Now that spring has sprung many of us are in spring cleaning mode, perhaps you are looking for a bit of motivation when it comes to your finances. Here are five wealth planning questions that may be answered by simple “rules of thumb.” These may spark meaningful discussions about wealth management, budgeting, or family and estate planning – or perhaps even help to motivate better financial decisions for you or others. Consider sharing these rules of thumb with younger adults who are just starting their wealth-planning journey to help inspire their own financial thinking:
1. How long will it take for my investments to grow?
The Rule of 72: In the investing world, we often use the Rule of 72 as a simple way to estimate the time it take to double an investment based on a constant rate of return. Dividing the number by 72 by this rate of return determines the approximate number of years it would take to double. For example, with a 6 percent rate of return, it would take approximately 72 / 6, or 12 years. The Rule of 72 can be a good reminder of the power of compounding and the importance of staying invested over the longer term. Indeed, the opportunity to build significant wealth is within reach for both young and old investors alike. Consider that at a rate of return of 6 percent, even if you’ve reached the respected age of 70, based on the average life expectancy, you are likely to see your funds double – and twice still if you become a centenarian.
2. Am I on track with my wealth accumulation?
The Net-Worth Indicator: This rule of thumb can be used to gauge your current wealth accumulation progress based on your household income, as developed by the authors of the book “The Millionaire Next Door.” Multiply your age by your realized pre-tax annual household income from all sources except inheritances. Divide by ten. The answer is your expected net worth. If your actual net worth is more than twice this figure, you are considered a “prodigious accumulator” of wealth. If it is below this figure, you are considered an “under-accumulator” of wealth.
3. What portion of my budget should go toward saving?
If you are an under-accumulator of wealth, perhaps there may be merits to engaging in budgeting to improve savings, control expenses, manage debt or instill discipline.
The 50-30-20 Budgeting Rule: This simple budgeting rule involves dividing after-tax income into three buckets: 50 percent to “needs,” 30 percent to “wants” and 20 percent to “savings.” Needs include housing, utilities, food, transportation, healthcare, and childcare. Wants are non-essential, including memberships, entertainment, and fashion. Savings include investment and debt repayment; however, if you hold debt, it may be prudent to consider allocating a greater proportion to paying it down, given the higher costs of holding debt.
4. How much of much income should be put toward a house?

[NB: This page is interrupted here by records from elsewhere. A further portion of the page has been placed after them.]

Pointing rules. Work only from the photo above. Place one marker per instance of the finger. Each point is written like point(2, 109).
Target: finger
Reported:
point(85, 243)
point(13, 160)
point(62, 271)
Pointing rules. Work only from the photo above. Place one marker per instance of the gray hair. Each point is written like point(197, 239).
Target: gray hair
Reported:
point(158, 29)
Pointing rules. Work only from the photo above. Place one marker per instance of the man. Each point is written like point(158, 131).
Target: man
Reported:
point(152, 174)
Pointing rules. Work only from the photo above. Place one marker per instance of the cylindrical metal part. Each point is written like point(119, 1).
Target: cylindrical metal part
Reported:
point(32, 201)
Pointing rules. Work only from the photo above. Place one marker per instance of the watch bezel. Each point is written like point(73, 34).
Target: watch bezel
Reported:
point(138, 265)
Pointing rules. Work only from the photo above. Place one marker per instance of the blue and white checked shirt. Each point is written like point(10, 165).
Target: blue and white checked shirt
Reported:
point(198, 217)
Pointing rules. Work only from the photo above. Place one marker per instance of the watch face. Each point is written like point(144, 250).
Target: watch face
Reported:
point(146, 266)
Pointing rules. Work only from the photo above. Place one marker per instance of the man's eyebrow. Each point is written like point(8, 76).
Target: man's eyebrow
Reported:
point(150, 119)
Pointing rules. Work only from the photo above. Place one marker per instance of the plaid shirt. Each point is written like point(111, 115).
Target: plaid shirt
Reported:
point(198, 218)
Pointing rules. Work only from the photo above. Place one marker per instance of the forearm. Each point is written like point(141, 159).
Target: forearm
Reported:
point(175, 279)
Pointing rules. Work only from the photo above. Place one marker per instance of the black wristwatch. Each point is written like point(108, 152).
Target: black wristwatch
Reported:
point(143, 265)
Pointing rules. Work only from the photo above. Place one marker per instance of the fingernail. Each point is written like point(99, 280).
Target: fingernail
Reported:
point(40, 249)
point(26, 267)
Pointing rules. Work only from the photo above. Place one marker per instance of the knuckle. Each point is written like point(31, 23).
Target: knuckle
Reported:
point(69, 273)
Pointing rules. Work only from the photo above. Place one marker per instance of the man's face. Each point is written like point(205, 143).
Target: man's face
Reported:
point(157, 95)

The “Rule of 30” for Home Purchases: In the past, there was a general rule of thumb that suggested the price of your home should be no more than three times your annual gross income. However, over the past decade, housing prices have skyrocketed in many metropolitan cities making this rule of thumb largely outdated. Instead, the “Rule of 30” may be a more practical replacement, suggesting that we should limit total annual housing costs, including mortgage payments, insurance, property taxes and maintenance, to 30 percent of gross income. This rule may be especially important to help younger folks frame a purchase decision. Overspending on a house can leave individuals vulnerable to financial instability, especially in the event of unforeseen circumstances such as job loss or economic downturns.
5. When should I be having discussions with elderly parents?
The 40/70 Rule for Aging: This simple rule of thumb encourages discussions about aging-related matters, suggesting that these conversations should happen between adult children and their aging parents once the child reaches the age of 40 or the parents turn 70. The rule is based on the premise that it is best to start these discussions when parents are still healthy and capable – well before any potential crisis forces decisions to be made. These discussions may include difficult topics such as future care, living arrangements, decision-making support, finances, and end-of-life decisions.